- Born: Dana C. Chandler, Jr. April 7, 1941 (age 85) Lynn, Massachusetts U.S.
- Died: June 10, 2025 Gallup, New Mexico
- Other name: Akin Duro
- Occupations: Artist Professor
- Years active: 1970-present

= Dana Chandler =

American visual artist and activist (1941–2025)

Dana C. Chandler, Jr., also known as Akin Duro, (April 7, 1941 – June 10, 2025), was a Black Power artist, activist and Professor Emeritus at Simmons University.

== Early life and education ==
Chandler was born in Lynn, Massachusetts. He grew up in the Roxbury neighborhood of Boston.

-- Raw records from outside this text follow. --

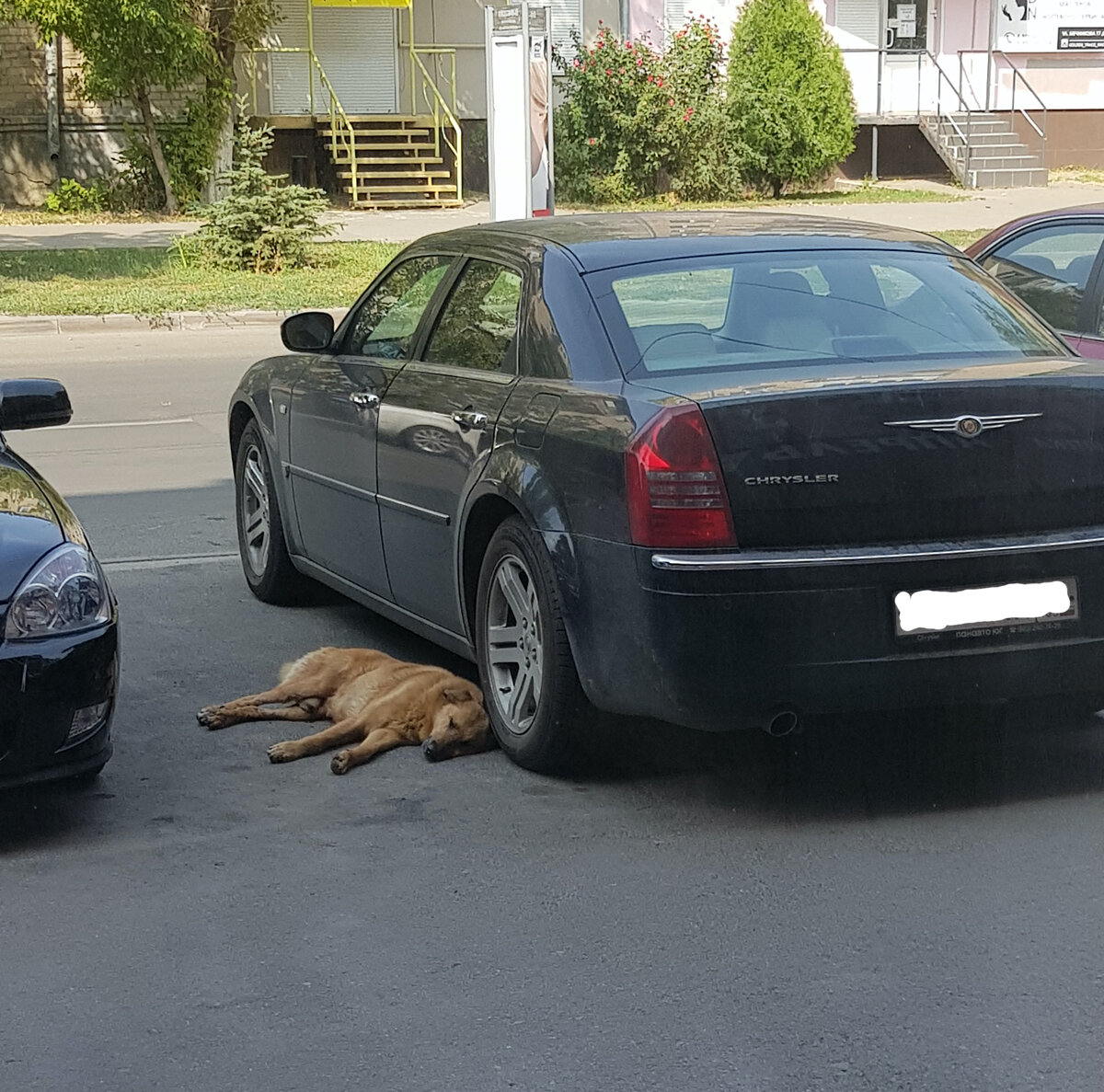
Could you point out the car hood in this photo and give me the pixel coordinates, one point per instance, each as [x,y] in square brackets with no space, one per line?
[29,523]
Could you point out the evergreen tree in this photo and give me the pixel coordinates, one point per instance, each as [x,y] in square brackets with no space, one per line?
[788,95]
[262,225]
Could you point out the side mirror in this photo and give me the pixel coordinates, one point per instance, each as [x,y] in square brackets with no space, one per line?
[33,403]
[307,331]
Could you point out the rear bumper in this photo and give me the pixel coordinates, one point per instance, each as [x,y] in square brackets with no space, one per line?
[43,684]
[730,645]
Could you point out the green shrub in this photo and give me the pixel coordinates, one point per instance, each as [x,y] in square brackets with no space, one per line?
[790,114]
[188,146]
[263,225]
[638,121]
[71,197]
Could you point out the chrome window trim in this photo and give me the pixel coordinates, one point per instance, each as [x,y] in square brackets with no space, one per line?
[854,556]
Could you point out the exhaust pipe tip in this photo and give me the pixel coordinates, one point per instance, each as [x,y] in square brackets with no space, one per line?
[783,723]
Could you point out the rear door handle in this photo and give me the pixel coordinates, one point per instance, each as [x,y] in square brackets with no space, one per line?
[468,420]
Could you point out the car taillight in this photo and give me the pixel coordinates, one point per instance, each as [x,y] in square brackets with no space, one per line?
[674,489]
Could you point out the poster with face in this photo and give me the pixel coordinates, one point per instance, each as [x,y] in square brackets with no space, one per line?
[539,153]
[1050,26]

Chandler was educated in Boston Public Schools. From an early age he began fighting for social justice using art as a tool for change. He was awarded the National Scholastic Art Award for all four years of his high school career, at Boston's Technical High School as well as the school's first annual Art Award in 1959. It was at this time that he joined the NAACP in the black integrationist movement. Chandler was influential on many artists including Gary Rickson.

In 1967, Chandler received a B.S. in Teacher Education from the Massachusetts College of Art.
== Career ==
Chandler was a part of the black integrationist movement in Boston, using art for social justice and human rights.

In 1971, Chandler was hired as an assistant professor at Simmons University. He retired in May 2004.